Lifeguards rescued more than 400 swimmers at L.A. County beaches on Tuesday, including 18 in a “blitz” rescue off Venice Beach, as the region was hit by a combination of high surf and strong rip currents.
The blitz rescue occurred Tuesday afternoon after dangerous rip currents rolled into the area, catching many swimmers and surfers in the ocean off guard.
“Within minutes of seeing that, the lifeguards kind of went on high alert and all of a sudden there was probably 10 to 15 lifeguards in the water in two rescue boats,” a witness who took photos of the multi-person rescue told KTLA during a phone interview.
Describing the scene as "chaotic," he added it was quite a sight to see the lifeguards risking their lives to save others.
“It was really incredible to see them," the witness said. "There were three people attached to … one lifeguard."
Later that day, the Los Angeles County Lifeguards Twitter account tweeted that strong rip currents were expected to continue through Friday, prompting officials to warn swimmers to stay near an open lifeguard tower.
Lifeguards believe more people will head to the beaches in the coming days to escape the sweltering heat and humid conditions that are forecast to hit Southern California.
They expect the combination of more beachgoers and the threat of rip currents will mean even more rescues the remainder of the week.
“Probably similar to today, this was a busy day, and we’re expecting – because of the warm weather and continuing south swell – we’re expecting same kind of activity, and our beaches are completely fully staffed,” lifeguard Lydia Barillas said.
She offered some advice to those looking to swim at local beaches amid the dangerous conditions.

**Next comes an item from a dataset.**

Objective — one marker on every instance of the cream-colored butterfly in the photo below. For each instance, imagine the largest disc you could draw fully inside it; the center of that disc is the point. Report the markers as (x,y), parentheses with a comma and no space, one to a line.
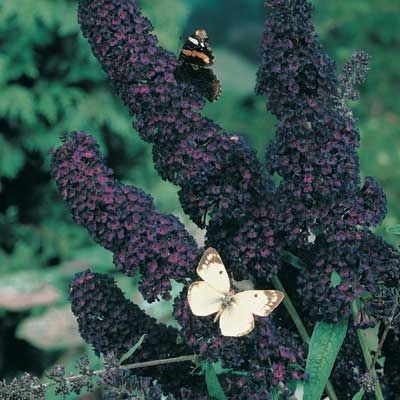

"Please swim in front of an open lifeguard, and ask questions, ask the lifeguard where the hazards are, where it's safe to swim. And use your best judgement, and stay off any rocks and jetties," Barillas said.
The National Weather Service San Diego -- which also covers the Orange County area -- has warned of dangerous rip currents and elevated surf through Wednesday evening at some Southern California beaches.